王の舞の「舞」の説明

装束は、頭部には鳥(鳳凰)を模した冠(鳥甲)を被り、顔面に鼻高面(天狗面)を付けます。 そして、赤い着物に角帯、着物下には伊達下げと称している前垂れを付けます。後腰には守り刀と扇子、 腰帯の左側に新しい白紙をはさみます。手には白手甲をつけ白足袋を履き履物はありません。そして鉾を持って舞い始めます。

舞は、清義社及び保存会の会員によって奏じられる、笛と太鼓の囃子に合わせて行われます。 鉾を持って拝むところから始まり、種蒔き→地回り→犁(すき)を起こす動作→鉾返し、(再び)種蒔き→地回り→犁を起こす動作を繰り返します。 鉾を離してから肩のしょう→腰のしょうと続きます。 舞の解説をした古文書は残ってはいませんが、農耕の所作もあり、大地を切り開く(開墾)と取れる所作、地の悪霊を鎮めるかのように 解釈出来るところもありますが、五穀豊穣を祈願するとされています。

動作は、激しい動きはなく、演ずる時間は約50分です。 終始ゆるやかなため、一見楽そうに見えますが、筋力や柔軟性も要求されるため、舞人にとって体力の負担は大きいものがあります。 千葉大学の橋本教授は「抑制された優雅な演技が特徴で、過度に不自然な動作や姿勢を持続しながら、 流れるような曲線を緩やかに描き出している」という言葉で表現されています。

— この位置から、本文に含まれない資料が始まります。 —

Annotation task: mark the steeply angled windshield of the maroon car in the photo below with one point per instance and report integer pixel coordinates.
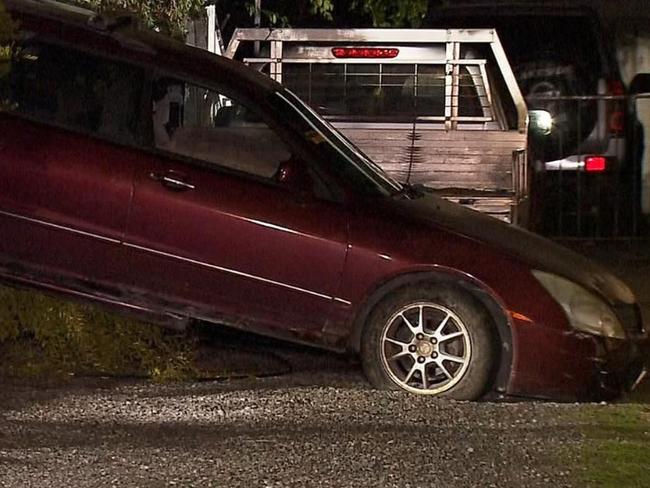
(349, 161)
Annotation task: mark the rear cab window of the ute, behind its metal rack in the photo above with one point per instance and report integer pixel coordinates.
(388, 92)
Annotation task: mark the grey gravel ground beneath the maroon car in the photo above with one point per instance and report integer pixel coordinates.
(298, 430)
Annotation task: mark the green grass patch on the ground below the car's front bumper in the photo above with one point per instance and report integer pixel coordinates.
(616, 448)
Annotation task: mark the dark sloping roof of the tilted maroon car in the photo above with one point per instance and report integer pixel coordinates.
(121, 37)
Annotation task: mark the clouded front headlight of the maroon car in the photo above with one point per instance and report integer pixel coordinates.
(585, 311)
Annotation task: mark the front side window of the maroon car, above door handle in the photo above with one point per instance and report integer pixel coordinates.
(212, 127)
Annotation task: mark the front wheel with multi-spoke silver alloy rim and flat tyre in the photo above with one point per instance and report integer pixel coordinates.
(432, 340)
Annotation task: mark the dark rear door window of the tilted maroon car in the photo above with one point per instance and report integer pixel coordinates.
(65, 87)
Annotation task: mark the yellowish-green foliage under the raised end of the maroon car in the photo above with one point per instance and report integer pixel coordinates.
(45, 337)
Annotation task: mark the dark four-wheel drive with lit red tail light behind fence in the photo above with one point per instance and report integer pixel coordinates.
(586, 152)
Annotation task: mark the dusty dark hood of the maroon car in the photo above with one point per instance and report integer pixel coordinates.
(535, 251)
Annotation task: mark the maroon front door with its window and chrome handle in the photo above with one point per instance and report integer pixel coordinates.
(213, 225)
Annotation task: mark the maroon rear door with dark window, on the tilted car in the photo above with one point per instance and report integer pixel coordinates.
(66, 171)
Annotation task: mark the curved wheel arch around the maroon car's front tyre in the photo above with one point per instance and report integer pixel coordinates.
(495, 309)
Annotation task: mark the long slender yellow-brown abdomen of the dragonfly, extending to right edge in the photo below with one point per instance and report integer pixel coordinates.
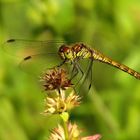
(104, 59)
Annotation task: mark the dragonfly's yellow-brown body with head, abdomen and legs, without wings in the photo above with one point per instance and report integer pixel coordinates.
(74, 53)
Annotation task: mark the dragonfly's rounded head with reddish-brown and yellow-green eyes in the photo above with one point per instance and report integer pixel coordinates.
(65, 52)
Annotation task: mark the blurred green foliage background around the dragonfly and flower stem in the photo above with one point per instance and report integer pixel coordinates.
(112, 108)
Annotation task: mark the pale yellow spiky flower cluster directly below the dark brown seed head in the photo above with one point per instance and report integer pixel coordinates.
(61, 103)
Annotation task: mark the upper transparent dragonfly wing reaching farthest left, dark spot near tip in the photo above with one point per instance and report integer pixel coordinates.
(22, 48)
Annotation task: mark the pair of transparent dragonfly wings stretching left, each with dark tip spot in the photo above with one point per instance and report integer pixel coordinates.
(36, 56)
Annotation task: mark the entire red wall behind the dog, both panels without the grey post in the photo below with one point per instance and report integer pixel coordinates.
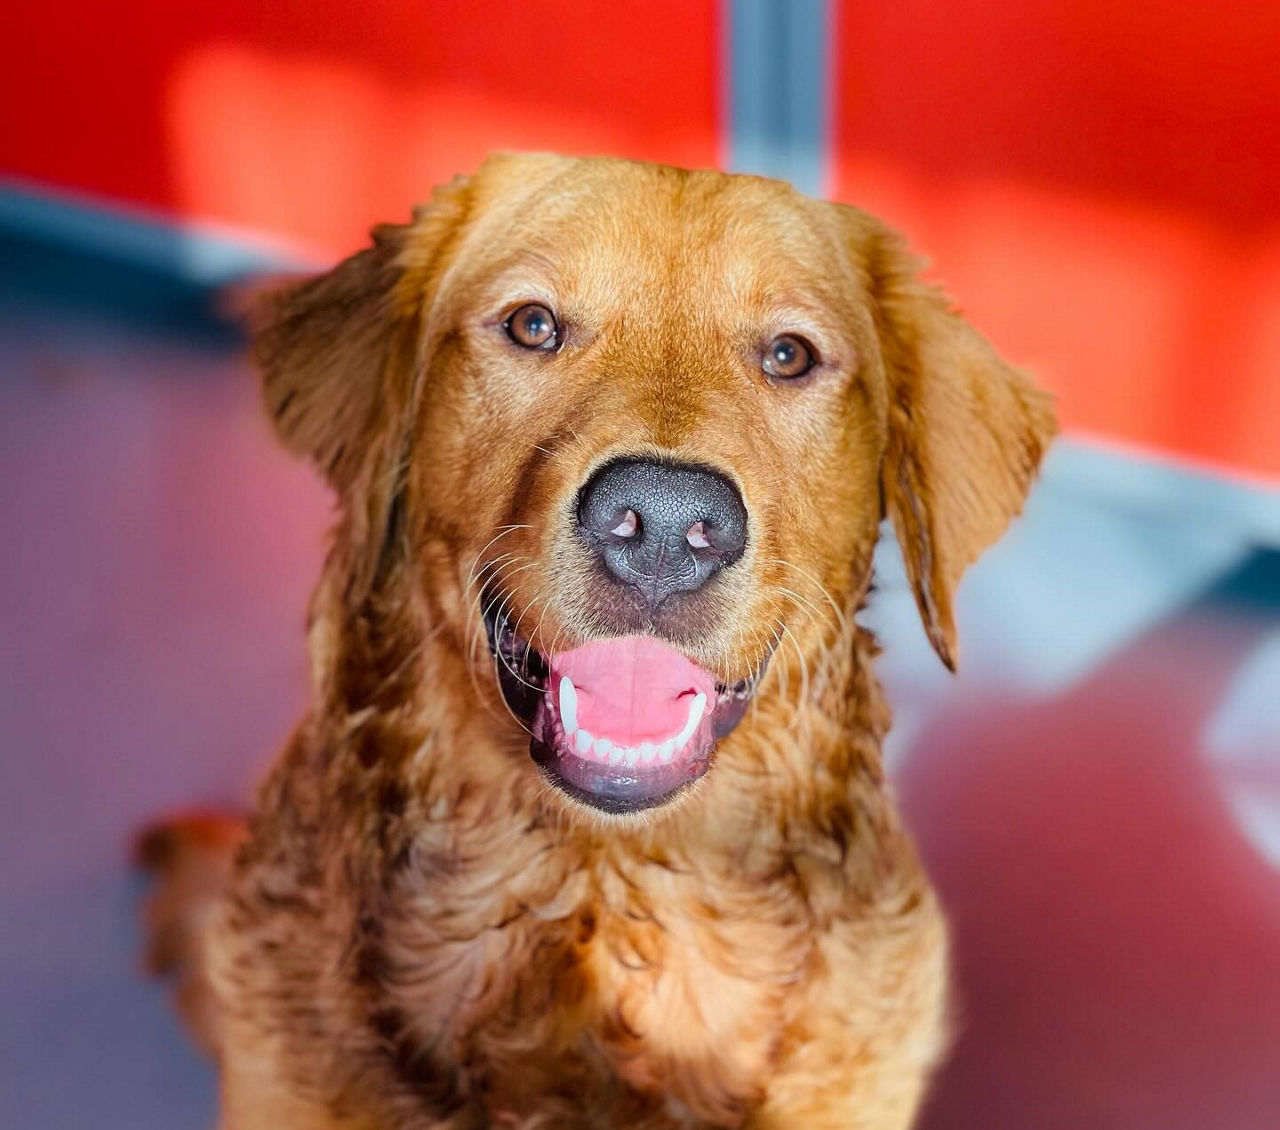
(1098, 180)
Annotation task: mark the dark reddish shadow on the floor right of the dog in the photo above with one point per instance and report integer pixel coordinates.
(1118, 936)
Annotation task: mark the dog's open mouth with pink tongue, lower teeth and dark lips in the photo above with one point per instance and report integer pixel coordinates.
(624, 724)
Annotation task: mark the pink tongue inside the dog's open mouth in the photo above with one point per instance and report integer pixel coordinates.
(633, 689)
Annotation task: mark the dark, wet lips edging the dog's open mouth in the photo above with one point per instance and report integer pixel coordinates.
(523, 675)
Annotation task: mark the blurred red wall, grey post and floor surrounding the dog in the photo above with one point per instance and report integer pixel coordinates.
(1098, 181)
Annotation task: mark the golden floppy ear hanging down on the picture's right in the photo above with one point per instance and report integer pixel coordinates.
(967, 433)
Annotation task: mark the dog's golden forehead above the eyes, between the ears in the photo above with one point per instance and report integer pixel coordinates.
(623, 227)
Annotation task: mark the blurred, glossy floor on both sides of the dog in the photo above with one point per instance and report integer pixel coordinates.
(1098, 794)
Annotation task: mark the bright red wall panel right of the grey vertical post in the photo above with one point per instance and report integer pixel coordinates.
(1100, 182)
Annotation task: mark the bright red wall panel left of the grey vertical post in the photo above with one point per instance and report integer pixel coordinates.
(317, 118)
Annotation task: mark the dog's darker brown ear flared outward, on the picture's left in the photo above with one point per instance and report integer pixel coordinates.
(337, 353)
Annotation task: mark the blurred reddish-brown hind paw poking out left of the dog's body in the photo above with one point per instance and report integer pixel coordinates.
(190, 857)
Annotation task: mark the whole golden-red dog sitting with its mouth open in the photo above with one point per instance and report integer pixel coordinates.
(588, 825)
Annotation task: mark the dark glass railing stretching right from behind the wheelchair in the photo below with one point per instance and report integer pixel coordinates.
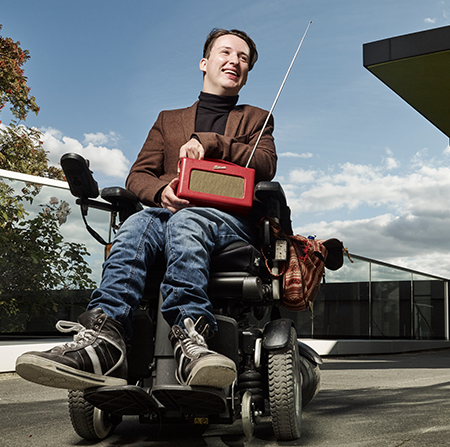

舞全体を通じて仰向き加減や、指の角度に至るまで細かい決めがある上に、体格の個人差から、 鉾の持ち方、足の巾の取り方、腕の角度などの違いが微妙に舞姿に影響します。舞が要求される美しさと優雅さを演出するために、 舞人はもちろん指導者にとっても、練習は大変な苦労があります。 尚、新聞等のニュースでは他の王の舞は「勇壮」と表現されるものもありますが、 彌美神社の王の舞はそれゆえ「優雅に」と表現するようにお願いしているところです。